Both key search and semantic search are applied and produced two ranked lists of documents. Then a fusion algorithm is used to combine the two lists into a single ranked list. The fusion can be done in various ways, such as reciprocal rank fusion (RRF), Borda count, or weighted sum. Take RRF as an example, the final score of a document \(d\) is calculated as follows:
\[\text{RRF}(d) = \sum_{i=1}^{m} \frac{1}{k + \text{rank}_i(d)}\]
where \(m\) is the number of ranking lists (in this case, 2), \(\text{rank}_i(d)\) is the rank of document \(d\) in the \(i\)-th list, and \(k\) is a constant to control the influence of lower-ranked documents.
There are also many parameters here to tune.
Re-ranking is the process of refining the initial list of retrieved documents to improve their relevance to the query. This can be done using the LLM itself, or a separate model specifically trained for re-ranking. Since the retrieval results are already smaller, a high-performing but computationally expensive model can be used here, such as cross-encoder or ColBERT.
All the components and techniques mentioned above can be used in a RAG project. The choice depends on the specific requirements and constraints of the application, such as the size and nature of the knowledge base, the type of queries, the desired response time, and the available computational resources.
There are also a lot of hyperparameters to tune in each component, which can significantly affect the performance of the RAG system. It is important to experiment with different configurations and evaluate their impact on the overall system performance.
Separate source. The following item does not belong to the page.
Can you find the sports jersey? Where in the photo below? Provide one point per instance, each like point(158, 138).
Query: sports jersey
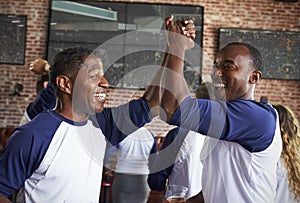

We need to evaluate the retriever separately before integrating it into the RAG system. The retriever has input and output, where the output has ground truth answer, so we can evaluate it like a supervised learning model by comparing the output with the hand-marked ground truth and computing metrics such as precision, recall, and F1-score. Some common evaluation metrics for retrievers include MAP (Mean Average Precision), MRR (Mean Reciprocal Rank), and Recall@k.
Prompt
The AI assistants you are using, such as ChatGPT, have a web search capability, which is based on the RAG framework.
RAG systems can be built in various application scenarios, which have their own knowledge base, or need accurate information retrieval. They include: domain-specific question answering, enterprise knowledge management, customer support automation, academic research / education assistance, law / medical support, real-time information retrieval, and more.
personal knowledge base (code, notes, ), AI search engine summary (the knowledge being the entire internet), personal assistant (using your own data, such as emails, calendar, notes, etc.)